We went to a small cookout last night. It was okay. These people are nice people…she is Deb’s patient, and he is now our veterinarian. I can count on one hand (well, maybe on two fingers) the number of Deb’s patients with whom we’ve become friends…sometimes some people just decide that you’re going to be their friend, and that’s that. So now we’re all friends.
And I do love to be invited for a cookout. However, I also love food to taste really good. And every time we go to this home for food, the food is just okay. (I hate to sound so snobby, but there you go.) We’ve got several friends like this…they grill out, but the meat is sort of plain; I mean, have you never heard of salt and pepper?! The baked beans were heated straight from a can. I wouldn’t dream of serving baked beans like that. You want good baked beans? Come to my house. Baked beans require bacon and onion and mustard (!) and brown sugar and—drumroll—barbecue sauce. Everything I ate last night was sort of plain and plain and plain (except for the salad I contributed, which I have to say was delicious. I caught Deb eating the last of it from the salad bowl with her fingers. That’s how good it was).

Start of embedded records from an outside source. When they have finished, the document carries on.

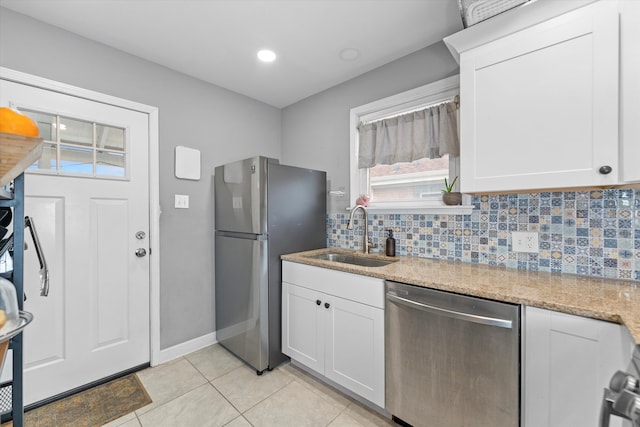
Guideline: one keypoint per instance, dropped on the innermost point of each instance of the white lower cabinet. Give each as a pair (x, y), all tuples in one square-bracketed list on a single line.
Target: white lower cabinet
[(333, 323), (567, 362)]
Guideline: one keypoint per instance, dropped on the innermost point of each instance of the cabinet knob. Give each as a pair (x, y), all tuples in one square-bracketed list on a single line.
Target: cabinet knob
[(605, 170)]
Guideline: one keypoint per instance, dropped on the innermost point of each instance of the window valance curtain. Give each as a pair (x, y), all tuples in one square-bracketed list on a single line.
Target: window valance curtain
[(431, 133)]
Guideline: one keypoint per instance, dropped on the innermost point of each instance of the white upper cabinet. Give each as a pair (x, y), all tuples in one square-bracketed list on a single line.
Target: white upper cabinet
[(630, 89), (540, 104)]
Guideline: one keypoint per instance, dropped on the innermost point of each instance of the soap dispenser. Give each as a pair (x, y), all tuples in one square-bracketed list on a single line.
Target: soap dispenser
[(391, 244)]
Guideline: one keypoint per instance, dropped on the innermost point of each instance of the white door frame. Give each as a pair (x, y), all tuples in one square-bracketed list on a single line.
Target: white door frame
[(154, 185)]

I like something to kick my ass at a cookout…either the food or the conversation or the games or the bonfire. This was never a problem when I drank alcohol. Even if the company is dull, you can kick your own ass by drinking. Nothing was too boring. Of course, there’s a big price to pay for all of that excitement. Like nearly dying. I seldom have a hard time stirring up a cookout these days (I swear, I do not need the alcohol) because if things begin to slump, I usually bring up some crazy topic. But sometimes I just let it go. As I did last night.
(Note to self: Never make your guests endure a computer slide show of your trip to Ireland).
Liz, at your cookout the baked beans and salad kicked ass! Really, I mean it. I’m looking forward to it all over again tomorrow. And, Deb, you grill a mean ass burger! Thanks again for a great 4th.
And you, Mary, can whip up some kick-the-devil’s-ass deviled eggs. That’s what I’m talkin’ about. Seriously.